Effect of initial stocking size of the predatory African sharptooth catfish (Clarias gariepinus) on recruits, growth performance, survival and yield of mixed-sex Nile tilapia (Oreochromis niloticus) in concrete tank culture system


1 Department of Aquatic Sciences and Fisheries, University of Dar es Salaam, P. O. Box 35064, Dar es Salaam, Tanzania

2 Tanzania Fisheries Research Institute, Headquarters, P. O. Box 9750, Dar es Salaam, Tanzania

3 Department of Animal Science and Production, Sokoine University of Agriculture, P. O. Box 3004, Morogoro, Tanzania

4 Tanzania Fisheries Research Institute, Kigoma Centre, P. O. Box 90, Kigoma, Tanzania


Prolific breeding and production of high percentage of recruits are main problems in mixed-sex Nile tilapia (Oreochromis niloticus) culture in earthen ponds.
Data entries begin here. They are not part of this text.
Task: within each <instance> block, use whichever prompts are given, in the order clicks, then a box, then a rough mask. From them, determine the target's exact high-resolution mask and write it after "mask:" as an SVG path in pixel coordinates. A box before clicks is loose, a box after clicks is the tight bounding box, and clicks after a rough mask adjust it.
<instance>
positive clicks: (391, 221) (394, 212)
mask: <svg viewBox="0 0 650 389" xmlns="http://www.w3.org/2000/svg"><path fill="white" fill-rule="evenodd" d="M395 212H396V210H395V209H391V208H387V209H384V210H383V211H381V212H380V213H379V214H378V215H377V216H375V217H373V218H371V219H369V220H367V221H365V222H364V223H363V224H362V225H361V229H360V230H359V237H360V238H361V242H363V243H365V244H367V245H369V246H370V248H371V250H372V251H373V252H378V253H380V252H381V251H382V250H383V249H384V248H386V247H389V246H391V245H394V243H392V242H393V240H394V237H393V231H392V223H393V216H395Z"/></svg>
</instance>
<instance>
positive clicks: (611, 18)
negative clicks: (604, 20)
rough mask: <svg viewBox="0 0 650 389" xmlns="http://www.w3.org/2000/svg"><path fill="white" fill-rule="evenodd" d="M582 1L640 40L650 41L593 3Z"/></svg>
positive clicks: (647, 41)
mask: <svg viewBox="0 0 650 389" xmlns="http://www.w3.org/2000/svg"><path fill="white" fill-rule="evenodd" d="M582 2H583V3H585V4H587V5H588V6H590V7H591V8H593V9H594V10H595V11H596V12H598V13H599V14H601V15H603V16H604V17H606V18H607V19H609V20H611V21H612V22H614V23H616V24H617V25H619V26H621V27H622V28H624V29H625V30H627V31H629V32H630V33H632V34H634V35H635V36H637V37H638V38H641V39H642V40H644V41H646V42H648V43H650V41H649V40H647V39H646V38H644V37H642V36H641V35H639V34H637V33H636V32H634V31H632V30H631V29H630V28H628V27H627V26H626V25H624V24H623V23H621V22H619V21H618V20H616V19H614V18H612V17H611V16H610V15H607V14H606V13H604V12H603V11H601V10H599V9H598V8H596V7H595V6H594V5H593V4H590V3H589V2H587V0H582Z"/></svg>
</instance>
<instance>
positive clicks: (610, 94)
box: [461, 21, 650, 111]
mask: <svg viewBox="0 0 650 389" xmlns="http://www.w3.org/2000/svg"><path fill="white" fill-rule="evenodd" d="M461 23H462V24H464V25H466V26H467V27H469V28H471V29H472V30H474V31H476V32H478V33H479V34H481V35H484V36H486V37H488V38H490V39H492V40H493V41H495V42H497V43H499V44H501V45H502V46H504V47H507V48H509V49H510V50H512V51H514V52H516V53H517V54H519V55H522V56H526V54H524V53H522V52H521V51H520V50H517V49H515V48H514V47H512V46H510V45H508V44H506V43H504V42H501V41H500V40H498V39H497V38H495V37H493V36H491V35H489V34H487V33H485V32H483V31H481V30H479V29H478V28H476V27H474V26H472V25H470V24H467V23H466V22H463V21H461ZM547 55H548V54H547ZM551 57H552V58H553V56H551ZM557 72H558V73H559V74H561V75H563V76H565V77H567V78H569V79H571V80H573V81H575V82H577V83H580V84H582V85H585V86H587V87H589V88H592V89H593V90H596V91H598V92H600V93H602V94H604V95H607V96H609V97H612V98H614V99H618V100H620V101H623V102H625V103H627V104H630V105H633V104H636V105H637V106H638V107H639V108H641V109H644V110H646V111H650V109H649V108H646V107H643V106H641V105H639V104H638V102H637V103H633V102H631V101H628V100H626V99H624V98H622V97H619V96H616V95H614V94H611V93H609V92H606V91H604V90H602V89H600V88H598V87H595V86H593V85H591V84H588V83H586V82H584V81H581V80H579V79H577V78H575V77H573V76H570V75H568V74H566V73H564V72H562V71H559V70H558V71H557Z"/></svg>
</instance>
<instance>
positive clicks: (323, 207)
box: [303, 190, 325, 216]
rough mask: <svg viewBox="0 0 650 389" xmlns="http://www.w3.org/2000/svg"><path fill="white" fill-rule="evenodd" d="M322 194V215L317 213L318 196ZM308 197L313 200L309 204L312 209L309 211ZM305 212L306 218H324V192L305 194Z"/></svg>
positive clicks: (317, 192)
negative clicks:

The current study assessed the efficiency of different sizes of African sharptooth catfish (Clarias gariepinus) in controlling recruitment in mixed-sex Nile tilapia cultured in tanks and its effect on growth performance, percentage survival and yield. Three treatments consisting of triplicate ponds stocked with mixed-sex Nile tilapia in monoculture and in polyculture with large (62.50 ± 3.26 g) and small (40.00 ± 2.68 g) African sharptooth catfish were fed on a 297.50 g kg−1 crude protein diet for 126 days. Results showed that, the number of recruits was significantly lower in larger African sharptooth catfish predator than smaller ones and monoculture of Nile tilapia. Polyculture with larger African sharptooth catfish resulted in significantly higher growth performance of Nile tilapia. Large African sharptooth catfish in polyculture reduced the amount of small, low-value recruits, while the yield of large and high value Nile tilapia was increased. This study revealed that fish farmers can reduce prolific breeding, obtain higher growth performance and produce larger size of marketable Nile tilapia by predominantly stocking ponds with large African sharptooth catfish predator of at least 60 g.